Hangover Square A Tale of Darkest Earl's Court
- Cover to the 1941 first US edition
- Author: Patrick Hamilton
- Language: English
- Genre: Black comedy
- Publisher: Constable (UK) Random House (US)
- Publication date: 1941
- Publication place: United Kingdom
- Media type: Print (Hardback & Paperback)

= Hangover Square =

1941 novel by Patrick Hamilton

Hangover Square is a 1941 novel by English playwright and novelist Patrick Hamilton. It follows the alcoholic George Harvey Bone and his tortured love for Netta Longdon in the months leading up to the Second World War. Subtitled A tale of Darkest Earl's Court, it is set in that area of London in 1939. A black comedy, it is often cited as Hamilton's finest novel, containing the author's concerns about social inequality, the rise of fascism and the impending Second World War.

==Synopsis==
Set against the backdrop of the days preceding Britain declaring war on Germany, the main character is George Harvey Bone, a lonely, borderline alcoholic who has a form of dissociative identity disorder, referred to in the text as a "dead mood". He is obsessed with gaining the affections of Netta, a failed actress and one of George's circle of drinking acquaintances. Netta is repelled by George but, being greedy and manipulative, she and a common acquaintance, Peter, shamelessly exploit George to get money and drink from him.

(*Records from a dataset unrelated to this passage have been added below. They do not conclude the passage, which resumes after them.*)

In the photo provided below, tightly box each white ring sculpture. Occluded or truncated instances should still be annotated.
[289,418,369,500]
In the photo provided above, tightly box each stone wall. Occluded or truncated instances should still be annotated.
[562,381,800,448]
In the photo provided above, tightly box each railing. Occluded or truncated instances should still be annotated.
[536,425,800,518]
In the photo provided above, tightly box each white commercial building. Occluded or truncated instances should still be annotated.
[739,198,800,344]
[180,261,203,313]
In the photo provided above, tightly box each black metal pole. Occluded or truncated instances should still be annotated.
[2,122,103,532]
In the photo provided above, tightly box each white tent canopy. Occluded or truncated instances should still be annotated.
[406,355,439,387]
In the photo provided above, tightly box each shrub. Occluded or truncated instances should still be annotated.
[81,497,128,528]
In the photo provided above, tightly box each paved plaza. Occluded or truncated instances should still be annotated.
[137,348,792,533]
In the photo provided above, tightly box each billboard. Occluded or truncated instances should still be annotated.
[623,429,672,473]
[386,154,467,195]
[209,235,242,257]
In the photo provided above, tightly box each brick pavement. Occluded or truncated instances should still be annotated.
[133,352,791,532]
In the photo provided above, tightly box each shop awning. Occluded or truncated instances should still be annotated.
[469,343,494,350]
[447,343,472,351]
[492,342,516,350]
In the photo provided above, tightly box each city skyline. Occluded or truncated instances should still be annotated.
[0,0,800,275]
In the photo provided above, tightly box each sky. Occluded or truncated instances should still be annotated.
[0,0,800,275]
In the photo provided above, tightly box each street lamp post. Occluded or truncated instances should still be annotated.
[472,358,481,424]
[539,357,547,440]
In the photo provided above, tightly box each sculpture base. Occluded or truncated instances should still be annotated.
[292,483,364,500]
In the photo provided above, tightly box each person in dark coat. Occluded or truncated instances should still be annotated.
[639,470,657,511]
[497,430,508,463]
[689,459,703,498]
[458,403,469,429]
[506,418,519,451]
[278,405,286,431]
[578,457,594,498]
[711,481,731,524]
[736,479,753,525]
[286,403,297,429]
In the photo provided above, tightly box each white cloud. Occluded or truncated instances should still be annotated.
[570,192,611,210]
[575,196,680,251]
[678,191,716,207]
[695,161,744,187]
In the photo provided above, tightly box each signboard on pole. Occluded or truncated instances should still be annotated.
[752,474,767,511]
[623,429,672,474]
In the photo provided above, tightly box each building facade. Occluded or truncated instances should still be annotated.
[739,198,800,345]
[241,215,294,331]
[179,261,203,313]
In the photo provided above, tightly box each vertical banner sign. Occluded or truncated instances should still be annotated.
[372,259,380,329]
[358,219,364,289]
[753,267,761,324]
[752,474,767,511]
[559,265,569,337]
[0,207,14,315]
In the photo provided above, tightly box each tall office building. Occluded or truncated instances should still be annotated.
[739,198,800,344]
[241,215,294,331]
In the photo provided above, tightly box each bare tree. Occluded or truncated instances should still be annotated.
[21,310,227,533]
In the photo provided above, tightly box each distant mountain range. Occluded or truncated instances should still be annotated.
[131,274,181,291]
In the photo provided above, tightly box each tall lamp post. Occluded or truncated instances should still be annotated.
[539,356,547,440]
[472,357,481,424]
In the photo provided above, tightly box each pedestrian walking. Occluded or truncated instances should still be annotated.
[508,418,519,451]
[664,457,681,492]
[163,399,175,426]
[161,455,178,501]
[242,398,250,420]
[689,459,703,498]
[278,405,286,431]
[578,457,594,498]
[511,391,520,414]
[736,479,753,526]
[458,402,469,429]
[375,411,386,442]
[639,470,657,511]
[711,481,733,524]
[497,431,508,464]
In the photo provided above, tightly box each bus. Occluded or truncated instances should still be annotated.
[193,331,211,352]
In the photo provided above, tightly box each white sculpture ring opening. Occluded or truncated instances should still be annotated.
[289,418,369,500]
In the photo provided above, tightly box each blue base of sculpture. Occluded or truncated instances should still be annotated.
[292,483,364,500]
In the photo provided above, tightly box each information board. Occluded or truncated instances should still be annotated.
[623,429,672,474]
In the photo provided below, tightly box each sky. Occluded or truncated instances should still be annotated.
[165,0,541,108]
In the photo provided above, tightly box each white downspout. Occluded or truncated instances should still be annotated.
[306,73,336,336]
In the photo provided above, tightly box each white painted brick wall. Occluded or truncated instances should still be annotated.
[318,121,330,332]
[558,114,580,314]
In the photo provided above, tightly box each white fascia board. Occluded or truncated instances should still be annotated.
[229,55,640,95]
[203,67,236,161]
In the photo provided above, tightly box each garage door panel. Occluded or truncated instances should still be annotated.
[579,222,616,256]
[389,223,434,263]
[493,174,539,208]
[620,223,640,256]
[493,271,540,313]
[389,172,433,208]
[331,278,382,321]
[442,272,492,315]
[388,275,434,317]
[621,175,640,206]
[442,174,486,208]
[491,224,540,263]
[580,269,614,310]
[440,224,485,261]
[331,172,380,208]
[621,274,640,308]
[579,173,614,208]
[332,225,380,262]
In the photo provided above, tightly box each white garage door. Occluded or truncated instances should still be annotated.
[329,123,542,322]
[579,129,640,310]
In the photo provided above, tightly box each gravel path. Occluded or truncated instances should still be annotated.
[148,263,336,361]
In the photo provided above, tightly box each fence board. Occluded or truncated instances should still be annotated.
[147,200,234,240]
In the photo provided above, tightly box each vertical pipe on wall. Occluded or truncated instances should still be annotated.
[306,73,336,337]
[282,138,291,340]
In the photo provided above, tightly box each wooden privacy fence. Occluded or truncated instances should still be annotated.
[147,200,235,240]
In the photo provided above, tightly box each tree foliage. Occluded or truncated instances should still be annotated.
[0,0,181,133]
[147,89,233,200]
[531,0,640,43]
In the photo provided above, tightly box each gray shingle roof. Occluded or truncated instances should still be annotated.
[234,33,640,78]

During his disordered episodes, he is convinced he must kill Netta for the way she treats him. Upon recovering from these interludes, he cannot remember them; outside these he embarks on several adventures, trying in vain to win Netta's affections, including a would-be romantic trip to Brighton which goes horribly wrong. Netta brings Peter along, and an unknown man with whom she has sex in the hotel room next to George's.

Apart from being a source of money and alcohol, George has another attraction for Netta, his friendship with Johnnie, who works for a theatrical agent. Netta hopes that through him she will get to meet Eddie Carstairs, a powerful figure in the theatre. In a final reversal of fortune it is George, not Netta, who ends up attending a party amongst the theatrical great and good whilst Netta is cast aside by Eddie who (unlike George) has immediately seen her for the unpleasant person she is. George suddenly realises what it is like to be surrounded by people who are interested in him as a person, rather than for what he can provide.

This potentially promising turn of events in George's life is dashed when he suddenly clicks into a dead mood and resumes his murder plans. He murders Netta (and also Peter, whom the narrative describes as a "fascist" moments before the murder) before escaping to Maidenhead. Throughout the novel, Maidenhead represents for George a semi-mythical new beginning, representing a picture of traditional Englishness in contrast to the seaminess of Earl's Court, and the place where he once spent an idyllic holiday with his sister Ellen, now long dead, one of the few people who had loved and understood him. In the closing pages of the novel the fallacy of that dream becomes apparent to George. Now penniless, he gasses himself in a dingy Maidenhead boarding house by turning on the gas fire but not lighting it.

== Autobiographical aspects ==
Hamilton himself struggled with alcoholism. Hamilton located Netta’s flat precisely where a car hit him in 1932, leaving him badly injured and traumatized for many years.

==Reception and adaptations==
Hangover Square was lauded on its publication. James Agee, writing in the Daily Express, called it "a magnificent thriller". Hamilton's friend Michael Sadleir considered it his best novel. John Betjeman in The Spectator referred to it as being in "the top class of English novels". V.S. Naipaul mentioned it as a book young writers should have read in his Enigma of Arrival. Such was the novel's success that it was rapidly adapted for a film which was released in 1945. Starring Laird Cregar, Linda Darnell and George Sanders, significant changes to the novel were made, most notably the plot's re-location to the Edwardian era.